Ambassador Tells Expats Brexit Is a ‘Good Opportunity to Come Back to Poland’

TO GO WITH AFP STORY BY MAJA CZARNECKA Polish highlander boy and women in traditional cost
JANEK SKARZYNSKI/AFP/Getty Images

Poland’s ambassador to the United Kingdom has urged his country’s expatriates to “seriously consider returning to their homeland” after Brexit.

Arkady Rzegocki wrote in an open letter to this nation’s some-830,000 Poles, advising them to register for settled status in the face of the end of free movement after Brexit, with just 27 per cent of Polish citizens living in the UK having already done so, reports the Metro.

Mr Rzegocki, who has represented his country in Britain since 2016 and is a member of Poland’s ruling conservative Law and Justice (PiS) party, added: “I also encourage you to seriously consider the possibility of returning to your homeland.

“The rapidly growing economy of our country creates more and more opportunities for citizens for development and good living conditions in the country.

“Soon, Great Britain, which has been home to thousands of Poles for generations, will most likely cease to be a member of the European Union – which we regret, but we also see this process as an opportunity to strengthen the bond between our two countries.”

Speaking to BBC Radio 4’s Today programme on Wednesday, the ambassador said: “Life standards are improving — they are much different compared to five to ten years ago. I think it is a very good opportunity to come back to Poland. I think you can achieve your goals in both Britain and Poland.”

Poland, which last September became the first post-Soviet bloc country to become a “developed market”, has joined fellow eastern European nation Hungary in increasing benefits and support for their citizens in order to encourage them to stay at home to work and raise families — a rejection of the western European globalist-progressive approach of encouraging immigration to more developed European nations and using mass migration from the developing world to ‘solve’ demographic deficits and decline.

In August, the Polish government announced it was going to scrap income tax on salaries up to 85,500 złoty (£18,200) a year — a decent salary for Poland — for under-26s to dissuade them from emigrating. Remarking on the two million Poles who have left the country since 2004 under free movement, Prime Minister Mateusz Morawiecki said: “It’s a gigantic loss. We have to draw the young people back.”

“Over the past 30 years Poland has asked too much of its young people and has not done enough to help them.
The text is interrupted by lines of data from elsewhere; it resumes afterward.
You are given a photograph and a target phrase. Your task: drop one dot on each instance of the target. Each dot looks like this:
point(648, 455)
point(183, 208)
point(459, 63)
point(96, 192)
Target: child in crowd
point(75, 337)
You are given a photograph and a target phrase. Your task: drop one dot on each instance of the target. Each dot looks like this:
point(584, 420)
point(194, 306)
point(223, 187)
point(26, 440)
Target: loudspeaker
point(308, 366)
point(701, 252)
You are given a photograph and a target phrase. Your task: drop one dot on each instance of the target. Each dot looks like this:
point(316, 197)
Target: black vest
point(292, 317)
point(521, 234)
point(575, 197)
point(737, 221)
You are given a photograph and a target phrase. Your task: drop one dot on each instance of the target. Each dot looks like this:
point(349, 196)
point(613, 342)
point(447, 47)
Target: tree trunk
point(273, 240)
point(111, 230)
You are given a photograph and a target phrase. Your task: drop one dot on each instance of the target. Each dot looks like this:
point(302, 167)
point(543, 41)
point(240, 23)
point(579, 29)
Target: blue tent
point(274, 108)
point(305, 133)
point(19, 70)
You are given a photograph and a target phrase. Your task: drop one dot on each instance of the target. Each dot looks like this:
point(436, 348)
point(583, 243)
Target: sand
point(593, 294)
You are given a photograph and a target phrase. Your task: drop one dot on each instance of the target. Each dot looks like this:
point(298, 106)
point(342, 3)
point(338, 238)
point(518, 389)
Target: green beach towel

Employers were not ready to raise salaries for their young workers, so we will do it through scrapping their income tax,” Mr Morawiecki added.

Hungary has adopted a number of social benefits to encourage young people to have families, recently offering loans of 10 million forints (£27,000) to married couples, with the debt cancelled if they have three or more children, while mothers and grandmothers who have raised four or more children will be exempt from income tax entirely for the rest of their lives.

The conservative Fidesz government, led by Prime Minister Viktor Orbán, was returned to power for a third consecutive term in April with a parliamentary supermajority after promising to introduce more family-friendly policies for Hungarians and to fight mass migration.

Last week, the leader of Poland’s PiS Jarosław Kaczyński pledged on the campaign trail to increase social benefits for Poland’s citizens, including increasing minimum wage and payments to retirees.

Poles will be going to the polls on October 13th, with recent polling putting the conservative governing PiS in the lead, with between 45 per cent (Pollster poll) and 48 per cent (Kantar poll) of the support of the Polish people — 15 and 19 points ahead, respectively, per poll, of the next rival the liberal-progressive Civic Coalition (KO).